Cash settlement refers to a settlement method of derivative contracts wherein at expiry or exercise, the seller of the option contract does not deliver the actual (physical) underlying asset (shares of the stock) instead settles it in cash
When does cash settlement take place?
It takes place when:
- The position is squared off by the trader or;
- Before the expiry, the trader has not opted for physical settlement
Cash settlement of Derivative Contracts
Cash settlement of Index Futures and Stock Futures
- Before expiry there is a difference between the spot price and future price which arises due to variables such as interest rates, dividends, time to expiry, etc.
- At expiry however future prices converge to the spot price as time to expiry is zero.
- The cash settlement of futures can be calculated using the following formula:
Profit / Loss={ [Selling price - Buying price] x Lot size x Number of lots}.
(Profit: When Selling price > Buying price).
(Loss: When Buying price > Selling price).
Note:
- The facility of physical settlement is only available on stock futures and not on index futures. Index futures can only be cash settled.
- In physical settlement, on an open long futures position at expiry, the investor has to take delivery i.e. the stocks are delivered to his/her demat account and he/she has to pay the full contract value.
- However, if an investor has an open short position at expiry, the investor has to give delivery i.e. he/she is required to deliver the stocks to the exchange.
Cash settlement of Index Options and Stock Options
- If at expiry, the option is out-of-the-money (OTM), it will expire worthless. The buyer will lose the entire premium and the seller will earn the entire premium.
- If at expiry, the option is at-the-money (ATM), it will also expire worthless. The buyer will lose the entire premium and the seller will earn the entire premium.
- If at expiry, the option is in-the-money (ITM), it will be deemed to be exercised and automatically assigned to short positions in option contracts with the same series. This assignment is done on a random basis. This is an important part of the settlement process for options. The intrinsic value of the ITM option contracts at expiry is the amount that is paid to the holder of the contracts by the seller.
- Option settlement period is T + 1 day; where “T” stands for trading day.
Note:
- The facility of physical settlement is only available on stock options and not on index options.

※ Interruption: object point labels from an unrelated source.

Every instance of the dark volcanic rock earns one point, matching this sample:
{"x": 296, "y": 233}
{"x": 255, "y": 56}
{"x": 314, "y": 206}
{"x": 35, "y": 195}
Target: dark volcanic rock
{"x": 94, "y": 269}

Index options can only be cash settled.
- STT (Securities Transaction Tax) is higher for options exercised than for options squared off:
- On the sale of an option in securities, the seller of an option has to pay 0.05% STT on the option premium.
- On the sale of an option in securities, where the option is exercised the purchaser has to pay 0.125% STT on the entire contract value.
Benefits of Cash settlement
- Cost effective and time efficient: Cash settlement reduces the cost and time for the contract settlement. There is only one transaction bound to happen during the end of the contract reducing the cost as there is no physical delivery. It saves a lot of time and money thereby facilitating higher volumes in the market.
- Facilitates liquidity: Cash settlement plays an essential role in the market as it enables liquidity in the market and allows more investors to take a position in the market without actually taking exposure in any particular security.
- Limited capital requirement: This is beneficial for traders that do not want to take positions in the cash market and own the asset outright but still want to benefit from it.